Cela me semble surréaliste parce que je me souviens d’avoir vu Matt dans des films quand j’étais petite et tout le monde en pinçait pour lui. C’est bizarre parce qu’on ne s’était jamais rencontrés, jusqu’à ce qu’on décroche nos rôles. Je souhaitais bosser avec lui depuis toujours, mais cela ne s’était jamais concrétisé. Quand la directrice du casting a mentionné son nom, je me suis exclamée: «C’est une idée de génie! Est-ce qu’on pourrait vraiment l’avoir? » Il y a quelque chose chez Matt que je reconnais en moi. Peggy et Denny ont aussi ces atomes crochus, donc cela tombait bien.
Quels défis vous a posé ce rôle?
Le plus dur pour Peggy, c’est de perdre sa mère. Une mère qui est aussi son bébé quelque part parce que quand son père a abandonné la famille, Peggy est devenue une sorte de figure paternelle. Elle a fini par s’occuper de sa mère, une maman qui l’aime et ne la juge pas. Et donc quand sa mère meurt, elle perd quelqu’un qui l’aimait réellement et c’est une grande douleur pour elle. Peggy souffre aussi beaucoup de ses rapports avec son frère et sa sœur, qui ont une mauvaise image d’elle. Mais le plus dur pour moi a été d’essayer de vendre cette série pendant des années. On peut écrire un scénario génial mais ne pas trouver de chaîne télé pour l’acheter.

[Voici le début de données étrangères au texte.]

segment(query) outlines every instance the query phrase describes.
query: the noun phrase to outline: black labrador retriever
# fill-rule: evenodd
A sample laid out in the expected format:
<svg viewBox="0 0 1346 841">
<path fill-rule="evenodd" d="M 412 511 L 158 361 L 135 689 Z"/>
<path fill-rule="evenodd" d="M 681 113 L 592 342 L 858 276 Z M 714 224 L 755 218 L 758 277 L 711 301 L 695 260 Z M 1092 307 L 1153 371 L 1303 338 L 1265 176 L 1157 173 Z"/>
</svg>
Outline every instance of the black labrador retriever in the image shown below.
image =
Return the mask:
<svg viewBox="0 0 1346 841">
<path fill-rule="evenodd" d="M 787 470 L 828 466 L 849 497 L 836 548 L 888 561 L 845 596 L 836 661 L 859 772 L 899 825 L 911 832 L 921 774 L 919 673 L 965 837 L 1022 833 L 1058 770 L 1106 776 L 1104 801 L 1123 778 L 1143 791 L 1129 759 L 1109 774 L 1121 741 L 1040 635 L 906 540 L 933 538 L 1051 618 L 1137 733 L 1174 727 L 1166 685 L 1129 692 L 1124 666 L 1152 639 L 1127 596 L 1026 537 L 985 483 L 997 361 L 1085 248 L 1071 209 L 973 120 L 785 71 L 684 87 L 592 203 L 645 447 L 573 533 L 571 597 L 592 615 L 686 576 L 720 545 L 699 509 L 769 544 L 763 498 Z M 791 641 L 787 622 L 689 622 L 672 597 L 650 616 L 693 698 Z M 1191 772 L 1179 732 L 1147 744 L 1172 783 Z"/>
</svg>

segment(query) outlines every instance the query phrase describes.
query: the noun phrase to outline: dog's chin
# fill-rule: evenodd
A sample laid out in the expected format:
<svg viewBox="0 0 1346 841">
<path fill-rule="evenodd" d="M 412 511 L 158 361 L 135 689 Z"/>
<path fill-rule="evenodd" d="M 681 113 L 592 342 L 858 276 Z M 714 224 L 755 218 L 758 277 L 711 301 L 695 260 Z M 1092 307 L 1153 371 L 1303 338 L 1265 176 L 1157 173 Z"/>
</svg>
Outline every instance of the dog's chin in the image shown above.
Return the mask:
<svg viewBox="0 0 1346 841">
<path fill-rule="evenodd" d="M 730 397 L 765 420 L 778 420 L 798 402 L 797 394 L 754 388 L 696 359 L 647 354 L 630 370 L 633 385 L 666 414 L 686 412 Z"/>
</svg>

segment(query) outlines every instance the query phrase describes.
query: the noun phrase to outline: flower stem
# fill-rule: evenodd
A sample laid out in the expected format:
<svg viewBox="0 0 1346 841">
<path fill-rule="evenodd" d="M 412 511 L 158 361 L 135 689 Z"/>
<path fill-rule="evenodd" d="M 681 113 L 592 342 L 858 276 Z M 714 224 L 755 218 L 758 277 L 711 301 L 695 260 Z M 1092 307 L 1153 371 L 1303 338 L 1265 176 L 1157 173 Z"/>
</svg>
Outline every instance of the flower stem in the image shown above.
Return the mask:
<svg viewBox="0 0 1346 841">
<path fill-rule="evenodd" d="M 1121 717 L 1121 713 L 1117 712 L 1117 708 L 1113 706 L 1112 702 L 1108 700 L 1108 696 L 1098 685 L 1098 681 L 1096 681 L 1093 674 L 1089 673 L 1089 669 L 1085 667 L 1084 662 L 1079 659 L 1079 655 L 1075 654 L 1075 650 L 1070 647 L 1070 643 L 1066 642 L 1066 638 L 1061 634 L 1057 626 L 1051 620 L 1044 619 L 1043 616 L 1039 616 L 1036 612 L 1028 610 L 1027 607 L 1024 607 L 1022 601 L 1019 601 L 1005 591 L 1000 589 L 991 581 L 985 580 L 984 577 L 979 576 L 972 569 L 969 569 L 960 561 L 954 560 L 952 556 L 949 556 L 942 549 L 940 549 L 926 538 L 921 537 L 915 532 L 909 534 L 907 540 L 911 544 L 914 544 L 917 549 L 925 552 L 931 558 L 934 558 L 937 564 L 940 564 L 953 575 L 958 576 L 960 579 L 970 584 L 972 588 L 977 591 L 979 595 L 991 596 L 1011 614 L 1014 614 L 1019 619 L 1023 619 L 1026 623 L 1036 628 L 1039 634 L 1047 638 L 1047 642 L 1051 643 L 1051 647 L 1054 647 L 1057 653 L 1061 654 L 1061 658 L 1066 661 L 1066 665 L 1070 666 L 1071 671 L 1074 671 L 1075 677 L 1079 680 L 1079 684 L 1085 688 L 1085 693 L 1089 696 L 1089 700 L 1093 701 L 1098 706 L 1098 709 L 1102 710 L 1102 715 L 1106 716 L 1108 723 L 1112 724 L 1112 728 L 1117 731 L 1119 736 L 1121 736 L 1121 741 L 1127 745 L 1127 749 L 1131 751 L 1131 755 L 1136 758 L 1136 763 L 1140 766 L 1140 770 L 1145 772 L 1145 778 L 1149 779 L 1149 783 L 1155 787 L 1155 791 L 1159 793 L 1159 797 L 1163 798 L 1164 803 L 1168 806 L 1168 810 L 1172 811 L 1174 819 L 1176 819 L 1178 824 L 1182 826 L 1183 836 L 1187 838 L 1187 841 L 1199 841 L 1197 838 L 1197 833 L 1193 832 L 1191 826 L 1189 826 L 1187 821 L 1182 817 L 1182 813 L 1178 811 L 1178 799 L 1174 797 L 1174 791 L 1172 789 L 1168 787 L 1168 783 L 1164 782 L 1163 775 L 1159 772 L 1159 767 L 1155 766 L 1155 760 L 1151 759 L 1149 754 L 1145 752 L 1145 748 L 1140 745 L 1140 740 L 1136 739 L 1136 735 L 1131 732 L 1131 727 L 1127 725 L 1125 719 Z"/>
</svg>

Vous vous êtes distinguée dans des séries dernièrement. C’est sur le petit écran que l’on déniche les meilleurs rôles aujourd’hui?
Le cinéma traverse une période vraiment difficile et étrange actuellement. Il n’y a plus beaucoup de salles où montrer des films, et je trouve ça réellement triste. J’espère que cela va changer et que les gens retourneront dans les salles obscures. Entre le basculement vers la télévision et le streaming, la pandémie et les écrans de télé aussi grands que le mur du salon, le cinéma s’est effondré. Écoutez, il existe de formidables opportunités à la télé et je suis de celles qui en ont le plus profité. Mais j’aime aussi profondément le cinéma et je ne veux pas qu’il meure dans les salles obscures. J’ai envie que les films soient vus dans ce cadre-là, et pas seulement des superproductions cartoonesques mais aussi des films d’auteur.